Achondroplasia is a rare genetic disorder which affects the skeletal system. It is the result of increased signal transduction from a mutated fibroblast growth factor Receptor 3 (FGFR3) which causes an abnormality of cartilage formation. This disorder is characterized by frontal bossing, midface hypoplasia, otolaryngeal system dysfunction, and rhizomelic short stature with normal intellect . Reported ophthalmic features associated with achondroplasia include simple microphthalmos , Crouzon syndrome , telecanthus, exotropia, inferior oblique overaction, angle anomalies , Duane retraction syndrome, cone-rod dystrophy , and chorioretinal coloboma . We report a rare case of bilateral keratoconus in association with achondroplasia.
2. Case Report
A 26-year-old male presented with history of gradual deterioration in vision in both eyes for the past few years. Ophthalmic evaluation revealed uncorrected visual acuity (UCVA) of 20/40 in the right eye (RE) and 20/400 in the left eye (LE) improving with pin hole to 20/30 and 20/50 in the RE and LE, respectively. His refraction was −2.75 + 1.75 × 125 in RE and −22.00 + 7.75 × 70 in LE. Slit lamp biomicroscopy showed bilateral central corneal protrusion and stromal thinning at the apex (Figures 1(a) and 1(b)). Apical corneal scaring was noted in LE. No history of atopy, allergic conjunctivitis, or eye rubbing habitual problem was reported. Achondroplasia was diagnosed based on variable manifestations of the disorder including short stature, frontal bossing, thick fingers, and normal intellect (Figure 2). The patient was the only member in the family of eight siblings with a diagnosis of achondroplasia. a trial of hard contact lens fitting failed to improve VA in LE. RE improved to 20/25. The patient underwent penetrating keratoplasty (PKP) in his LE (Figure 3). Twenty-seven months postoperatively, UCVA was 20/30.

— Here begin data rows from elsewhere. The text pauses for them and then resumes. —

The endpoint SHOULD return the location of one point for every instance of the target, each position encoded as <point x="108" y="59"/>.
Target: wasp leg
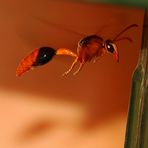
<point x="72" y="66"/>
<point x="80" y="67"/>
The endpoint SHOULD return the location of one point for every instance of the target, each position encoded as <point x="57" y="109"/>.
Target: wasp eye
<point x="110" y="46"/>
<point x="44" y="56"/>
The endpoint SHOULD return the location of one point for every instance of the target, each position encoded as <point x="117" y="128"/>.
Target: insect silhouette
<point x="89" y="48"/>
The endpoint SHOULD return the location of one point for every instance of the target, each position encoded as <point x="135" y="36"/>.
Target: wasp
<point x="90" y="48"/>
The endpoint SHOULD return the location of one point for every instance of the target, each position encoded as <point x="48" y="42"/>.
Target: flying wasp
<point x="89" y="48"/>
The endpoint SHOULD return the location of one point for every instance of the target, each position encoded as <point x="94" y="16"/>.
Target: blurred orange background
<point x="42" y="109"/>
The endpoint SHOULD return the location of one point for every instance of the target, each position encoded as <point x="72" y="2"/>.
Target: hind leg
<point x="72" y="66"/>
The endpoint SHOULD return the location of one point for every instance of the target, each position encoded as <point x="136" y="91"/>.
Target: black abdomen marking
<point x="44" y="56"/>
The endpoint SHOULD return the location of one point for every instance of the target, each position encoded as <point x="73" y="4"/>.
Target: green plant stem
<point x="137" y="125"/>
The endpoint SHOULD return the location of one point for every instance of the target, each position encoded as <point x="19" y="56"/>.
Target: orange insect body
<point x="89" y="48"/>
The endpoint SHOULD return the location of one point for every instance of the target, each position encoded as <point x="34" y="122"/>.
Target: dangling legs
<point x="80" y="67"/>
<point x="72" y="66"/>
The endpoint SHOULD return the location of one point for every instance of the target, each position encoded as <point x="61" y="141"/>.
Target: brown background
<point x="44" y="109"/>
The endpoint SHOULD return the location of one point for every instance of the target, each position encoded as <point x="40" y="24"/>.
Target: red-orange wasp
<point x="89" y="48"/>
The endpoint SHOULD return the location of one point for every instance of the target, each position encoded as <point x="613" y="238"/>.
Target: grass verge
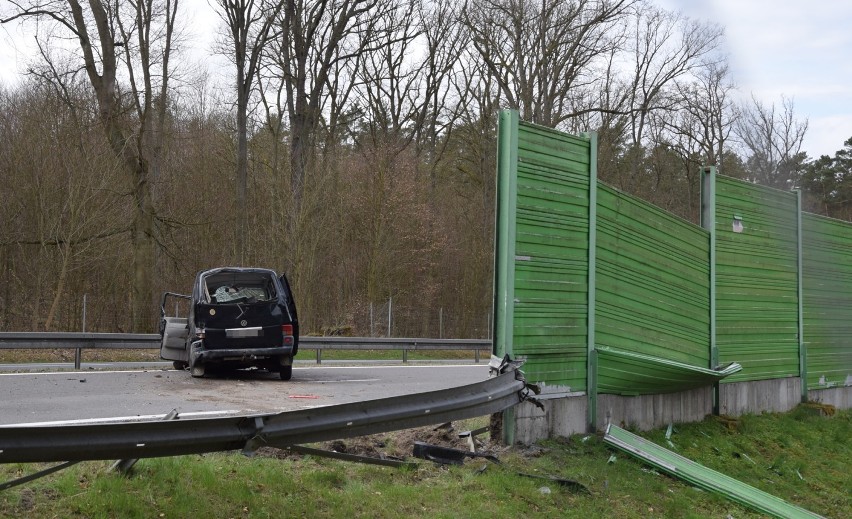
<point x="801" y="456"/>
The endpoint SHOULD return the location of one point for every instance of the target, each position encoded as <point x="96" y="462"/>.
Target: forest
<point x="351" y="147"/>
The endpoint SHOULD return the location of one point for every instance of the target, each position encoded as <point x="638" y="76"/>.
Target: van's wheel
<point x="196" y="369"/>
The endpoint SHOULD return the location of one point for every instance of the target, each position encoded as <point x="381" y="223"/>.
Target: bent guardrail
<point x="45" y="443"/>
<point x="82" y="340"/>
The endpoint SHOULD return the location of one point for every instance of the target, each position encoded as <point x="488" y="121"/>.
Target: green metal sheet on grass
<point x="757" y="301"/>
<point x="630" y="373"/>
<point x="827" y="300"/>
<point x="702" y="477"/>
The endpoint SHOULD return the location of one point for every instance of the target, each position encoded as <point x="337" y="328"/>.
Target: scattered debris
<point x="700" y="476"/>
<point x="446" y="455"/>
<point x="383" y="461"/>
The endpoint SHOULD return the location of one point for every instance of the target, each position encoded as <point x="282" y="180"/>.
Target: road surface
<point x="85" y="396"/>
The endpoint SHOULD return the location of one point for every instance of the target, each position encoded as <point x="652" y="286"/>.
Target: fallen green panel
<point x="700" y="476"/>
<point x="627" y="373"/>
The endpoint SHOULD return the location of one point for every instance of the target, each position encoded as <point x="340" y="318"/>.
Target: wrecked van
<point x="236" y="318"/>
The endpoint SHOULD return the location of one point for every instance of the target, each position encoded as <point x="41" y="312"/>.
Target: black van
<point x="237" y="318"/>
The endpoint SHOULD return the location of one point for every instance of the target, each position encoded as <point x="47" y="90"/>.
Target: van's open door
<point x="174" y="329"/>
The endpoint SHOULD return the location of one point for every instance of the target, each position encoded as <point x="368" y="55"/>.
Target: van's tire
<point x="196" y="369"/>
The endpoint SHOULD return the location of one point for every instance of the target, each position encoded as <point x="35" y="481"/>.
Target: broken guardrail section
<point x="175" y="436"/>
<point x="702" y="477"/>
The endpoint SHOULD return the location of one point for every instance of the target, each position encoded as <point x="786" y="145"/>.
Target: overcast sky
<point x="799" y="49"/>
<point x="802" y="50"/>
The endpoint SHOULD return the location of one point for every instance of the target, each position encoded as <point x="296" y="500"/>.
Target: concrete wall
<point x="774" y="395"/>
<point x="562" y="417"/>
<point x="649" y="411"/>
<point x="565" y="416"/>
<point x="839" y="397"/>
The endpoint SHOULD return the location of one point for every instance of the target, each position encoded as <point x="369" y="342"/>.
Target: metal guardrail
<point x="83" y="340"/>
<point x="44" y="443"/>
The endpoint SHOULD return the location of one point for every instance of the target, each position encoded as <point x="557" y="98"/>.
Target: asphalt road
<point x="87" y="396"/>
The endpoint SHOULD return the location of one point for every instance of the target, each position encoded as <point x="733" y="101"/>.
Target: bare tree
<point x="541" y="53"/>
<point x="316" y="37"/>
<point x="123" y="46"/>
<point x="701" y="128"/>
<point x="249" y="26"/>
<point x="772" y="142"/>
<point x="665" y="47"/>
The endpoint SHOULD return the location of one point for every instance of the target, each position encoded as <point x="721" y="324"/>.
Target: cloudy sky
<point x="801" y="50"/>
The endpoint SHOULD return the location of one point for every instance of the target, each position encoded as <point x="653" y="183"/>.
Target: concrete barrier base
<point x="564" y="416"/>
<point x="776" y="395"/>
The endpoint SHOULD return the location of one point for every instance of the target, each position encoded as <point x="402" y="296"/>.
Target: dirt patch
<point x="397" y="444"/>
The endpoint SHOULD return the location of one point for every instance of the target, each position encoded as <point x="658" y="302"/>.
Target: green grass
<point x="799" y="456"/>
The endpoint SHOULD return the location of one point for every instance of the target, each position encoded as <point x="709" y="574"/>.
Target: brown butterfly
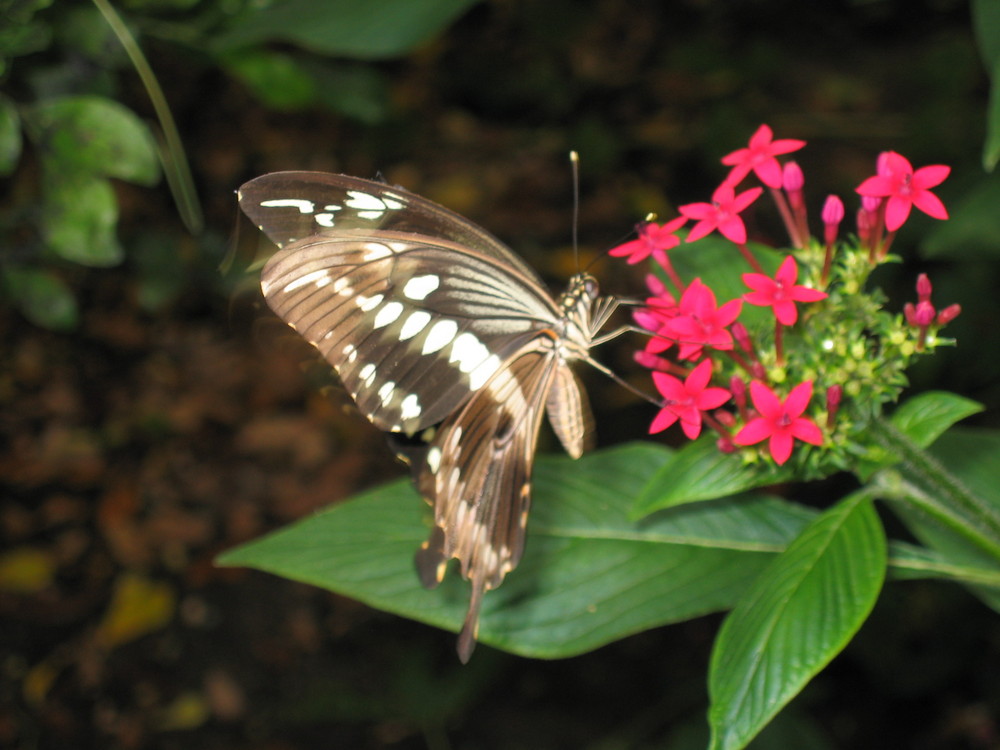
<point x="437" y="330"/>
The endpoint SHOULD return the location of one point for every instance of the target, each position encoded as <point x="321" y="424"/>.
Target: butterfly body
<point x="436" y="329"/>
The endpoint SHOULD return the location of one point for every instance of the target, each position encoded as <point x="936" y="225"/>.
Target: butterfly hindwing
<point x="477" y="475"/>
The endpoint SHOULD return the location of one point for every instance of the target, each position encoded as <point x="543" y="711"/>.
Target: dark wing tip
<point x="470" y="628"/>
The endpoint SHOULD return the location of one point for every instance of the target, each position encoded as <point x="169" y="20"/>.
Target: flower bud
<point x="948" y="314"/>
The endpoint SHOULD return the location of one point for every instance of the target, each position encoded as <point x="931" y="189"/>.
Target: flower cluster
<point x="806" y="327"/>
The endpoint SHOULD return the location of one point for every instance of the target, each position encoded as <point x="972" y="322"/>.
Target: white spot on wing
<point x="367" y="374"/>
<point x="441" y="334"/>
<point x="420" y="286"/>
<point x="410" y="408"/>
<point x="386" y="391"/>
<point x="468" y="352"/>
<point x="367" y="304"/>
<point x="364" y="201"/>
<point x="304" y="206"/>
<point x="414" y="324"/>
<point x="388" y="314"/>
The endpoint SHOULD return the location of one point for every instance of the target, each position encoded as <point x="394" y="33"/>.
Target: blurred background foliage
<point x="153" y="414"/>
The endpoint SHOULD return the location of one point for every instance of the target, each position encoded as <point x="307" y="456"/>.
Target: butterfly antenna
<point x="574" y="160"/>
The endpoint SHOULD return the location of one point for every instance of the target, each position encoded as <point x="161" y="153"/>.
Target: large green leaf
<point x="589" y="575"/>
<point x="797" y="615"/>
<point x="95" y="136"/>
<point x="924" y="418"/>
<point x="373" y="30"/>
<point x="700" y="471"/>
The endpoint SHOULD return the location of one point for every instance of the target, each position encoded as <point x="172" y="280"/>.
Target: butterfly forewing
<point x="289" y="206"/>
<point x="430" y="321"/>
<point x="411" y="324"/>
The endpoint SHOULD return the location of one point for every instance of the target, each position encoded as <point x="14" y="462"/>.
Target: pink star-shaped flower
<point x="903" y="188"/>
<point x="759" y="157"/>
<point x="685" y="401"/>
<point x="699" y="323"/>
<point x="781" y="292"/>
<point x="653" y="240"/>
<point x="723" y="213"/>
<point x="781" y="423"/>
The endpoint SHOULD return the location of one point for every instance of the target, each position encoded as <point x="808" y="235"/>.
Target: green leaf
<point x="700" y="471"/>
<point x="90" y="134"/>
<point x="589" y="575"/>
<point x="794" y="619"/>
<point x="10" y="136"/>
<point x="926" y="417"/>
<point x="373" y="30"/>
<point x="275" y="78"/>
<point x="80" y="218"/>
<point x="991" y="148"/>
<point x="42" y="297"/>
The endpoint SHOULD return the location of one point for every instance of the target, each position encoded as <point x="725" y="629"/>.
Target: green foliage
<point x="67" y="117"/>
<point x="798" y="614"/>
<point x="986" y="23"/>
<point x="374" y="30"/>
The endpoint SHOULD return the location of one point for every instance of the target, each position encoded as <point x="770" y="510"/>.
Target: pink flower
<point x="833" y="214"/>
<point x="759" y="157"/>
<point x="904" y="188"/>
<point x="781" y="423"/>
<point x="699" y="323"/>
<point x="723" y="213"/>
<point x="653" y="240"/>
<point x="781" y="292"/>
<point x="685" y="401"/>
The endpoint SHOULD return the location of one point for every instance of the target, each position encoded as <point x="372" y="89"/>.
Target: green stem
<point x="922" y="482"/>
<point x="175" y="164"/>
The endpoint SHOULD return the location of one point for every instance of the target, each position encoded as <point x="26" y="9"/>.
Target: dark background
<point x="152" y="437"/>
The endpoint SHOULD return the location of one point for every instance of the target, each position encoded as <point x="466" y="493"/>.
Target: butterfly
<point x="442" y="334"/>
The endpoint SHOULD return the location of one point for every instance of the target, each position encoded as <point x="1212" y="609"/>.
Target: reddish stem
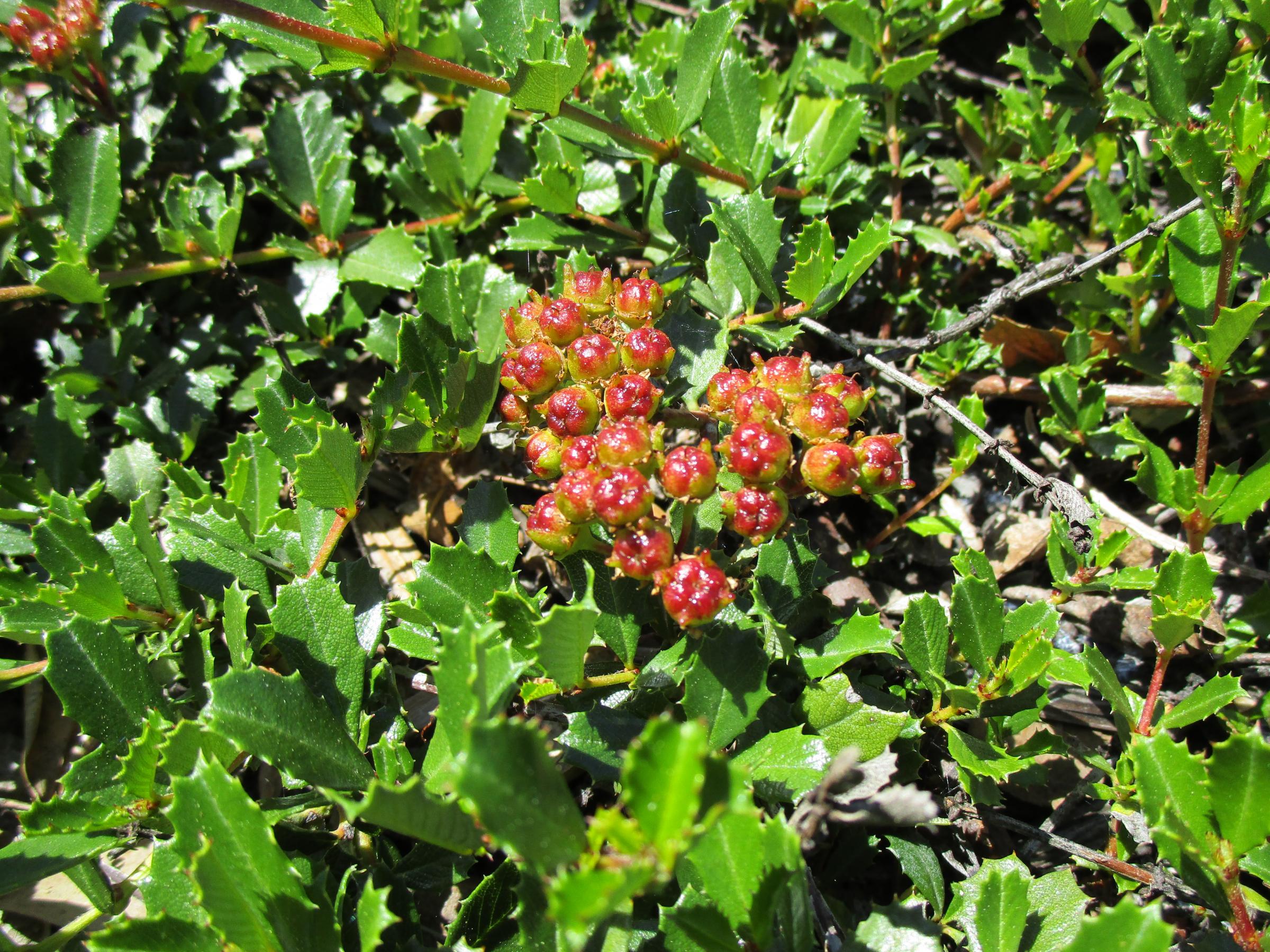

No previous association between achondroplasia and keratoconus has been previously reported. Such concurrence of achondroplasia and keratoconus raises the possibility of a genetic linkage, although a chance association cannot be excluded. Reports implicate gross structural changes in the gene encoding type II collagen (COL2A1) as the basic defect in achondroplasia [7, 8]. Other reports could not reach the same conclusion . Although type II collagen is not found in the cornea, the presence of a defect in a type of collagen my lead us to think of the possibility that other types of collagen are affected as well. This could explain the association between keratoconus and achondroplasia since corneal stroma contains collagen.
To the best of our knowledge, no previous association of bilateral keratoconus with achondroplasia was reported. Ophthalmologists should be aware that patients with this syndrome who complain of poor vision should be suspected of having keratoconus once other more common conditions are ruled out.
The authors have no proprietary or commercial interest in any material discussed in this paper. No financial support was received. This case was registered and approved by the ethical committee in King Khaled Eye Specialist Hospital.